Set labels on proper path.

  • For image classification, you may need csv format label files.
  • For semantic segmentation and object detection, organize your label files (could be masks or box annotations) in corresponding folders.
/my_dataset
├── images
│   ├── train
│   │   ├── img1.jpg
│   │   ├── img2.jpg
│   │   └── ...
│   ├── valid
│   │   ├── img1.jpg
│   │   ├── img2.jpg
│   │   └── ...
│   └── test
│       ├── img1.jpg
│       ├── img2.jpg
│       └── ...
└── labels
    └── train directory or file ...
    ├── valid directory or file ...
    └── test directory or file ...

If you just run training, test split may not needed.

If you just run evaluation or inference, train and valid split may not needed.

Set configuration file

Define the paths to your datasets in the configuration file to tell NetsPresso Trainer where to find the data.
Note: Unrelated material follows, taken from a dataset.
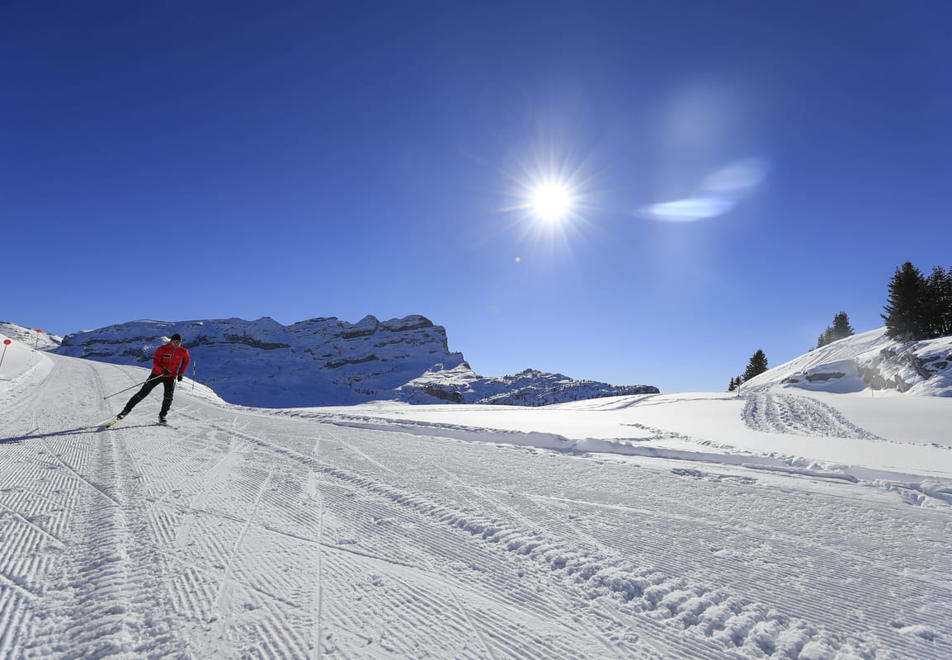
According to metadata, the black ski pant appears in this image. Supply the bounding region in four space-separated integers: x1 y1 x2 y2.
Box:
121 374 176 418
Finally, you can complete data configuration by adding some metadata like id_mapping. Here is example for classification:

data:
  name: my_custom_dataset
  task: classification # This could be other task
  format: local
  path:
    root: ./my_dataset
    train:
      image: train/images
      label: train/labels.csv
    valid:
      image: valid/images
      label: valid/labels.csv
    test:
      image: test/images
      label: test/labels.csv
  id_mapping: [cat, dog, elephant]

For detailed definition of data configuration, please refer to components/data

Open datasets

If you are interested in using open datasets, follow the instructions below to seamlessly integrate them into the local custom datasets format.

Image classification

CIFAR100

Run cifar100.py python file with your dataset directory as an argument.

CIFAR100 dataset will be automatically downloaded to ./data/download. After executing scripts, you can use pre-defined configuration.
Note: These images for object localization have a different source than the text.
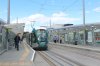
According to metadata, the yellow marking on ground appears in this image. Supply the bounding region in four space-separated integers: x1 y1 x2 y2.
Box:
0 41 33 66
20 41 30 61
0 62 32 66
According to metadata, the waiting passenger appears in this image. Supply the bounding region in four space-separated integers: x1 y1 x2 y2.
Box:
14 33 21 51
53 36 57 43
60 39 62 43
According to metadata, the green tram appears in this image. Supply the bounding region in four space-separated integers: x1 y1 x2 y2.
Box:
30 28 48 50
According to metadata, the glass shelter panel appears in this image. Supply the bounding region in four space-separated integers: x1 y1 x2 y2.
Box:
64 34 68 41
0 26 7 53
78 31 84 44
68 32 74 44
87 31 92 43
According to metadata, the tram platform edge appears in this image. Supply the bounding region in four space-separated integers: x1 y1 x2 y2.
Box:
49 42 100 53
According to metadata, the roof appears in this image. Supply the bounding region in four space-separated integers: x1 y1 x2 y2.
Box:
0 18 6 25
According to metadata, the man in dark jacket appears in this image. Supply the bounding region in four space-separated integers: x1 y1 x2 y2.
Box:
14 33 20 51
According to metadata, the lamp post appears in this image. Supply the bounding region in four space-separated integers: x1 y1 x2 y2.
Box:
82 0 86 45
7 0 10 24
6 0 10 51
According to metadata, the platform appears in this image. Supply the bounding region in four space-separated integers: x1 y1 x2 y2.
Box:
0 39 35 66
50 42 100 53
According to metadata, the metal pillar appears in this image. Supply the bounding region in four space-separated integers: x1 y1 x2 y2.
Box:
7 0 10 24
6 0 10 51
82 0 86 45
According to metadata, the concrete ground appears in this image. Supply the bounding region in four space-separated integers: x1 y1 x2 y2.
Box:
0 40 35 66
python ./tools/open_dataset_tool/cifar100.py --dir ./data

ImageNet1K

ImageNet1K dataset cannot be automatically downloaded. You should download dataset from ImageNet website, and place downloaded files into ./data/download.

And, run imagenet1k.py python file with your dataset directorty and downloaded files path as arguments. After executing scripts, you can use pre-defined configuration.

(imagenet1k.py needs scipy library which is in requirements-optional.txt)

python ./tools/open_dataset_tool/imagenet1k.py --dir ./data --train-images ./data/download/ILSVRC2012_img_train.tar --valid-images ./data/download/ILSVRC2012_img_val.tar --devkit ./data/download/ILSVRC2012_devkit_t12.tar.gz

Semantic segmentation

ADE20K

Run ade20k.py python file with your dataset directory as an augument.

ADE20K dataset will be automatically downloaded to ./data/download. After executing scripts, you can use pre-defined configuration.

python ./tools/open_dataset_tool/ade20k.py --dir ./data

Cityscapes

Cityscapes dataset cannot be automatically downloaded. You should download dataset from Cityscapes website, and place downloaded files into ./data/download.

And, run cityscapes.py python file with your dataset directorty and downloaded files path as arguments. After executing scripts, you can use pre-defined configuration.

python --dir ./data --images .data/download/leftImg8bit_trainvaltest.zip --labels .data/download/gtFine_trainvaltest.zip

PascalVOC 2012

Run voc2012_seg.py python file with your dataset directory as an argument.

PascalVOC 2012 dataset will be automatically downloaded to ./data/download. After executing scripts, you can use pre-defined configuration.

python ./tools/open_dataset_tool/voc2012_seg.py --dir ./data

Object detection

COCO 2017

Run coco2017.py python file with your dataset directory as an argument.

COCO 2017 dataset will be automatically downloaded to ./data/download. After executing scripts, you can use pre-defined configuration.

python ./tools/open_dataset_tool/coco2017.py --dir ./data

Objects365

Run objects365.py python file with your dataset directory as an argument.

Objects365 dataset will be automatically downloaded to ./data/download/objects365. After executing scripts, you can use pre-defined configuration. As the dataset is quite large, It is recommened to use multiprocess when you download it (e.g., --num_process 4).

python ./tools/open_dataset_tool/objects365.py --dir ./data --num_process 4

PascalVOC 2012

Run voc2012_det.py python file with your dataset directory as an argument.

PascalVOC 2012 dataset will be automatically downloaded to ./data/download. After executing scripts, you can use pre-defined configuration.

python ./tools/open_dataset_tool/voc2012_det.py --dir ./data

Pose estimation

WFLW

Run wflw.py python file with your dataset directory as an argument.

WFLW dataset will be automatically downloaded to ./data/download. After executing scripts, you can use pre-defined configuration.

python ./tools/open_dataset_tool/wflw.py --dir ./data

Run NetsPresso Trainer

Now you can run NetsPresso Trainer with your local dataset!

python train.py --data your_huggingface_dataset_yaml_path.yaml ...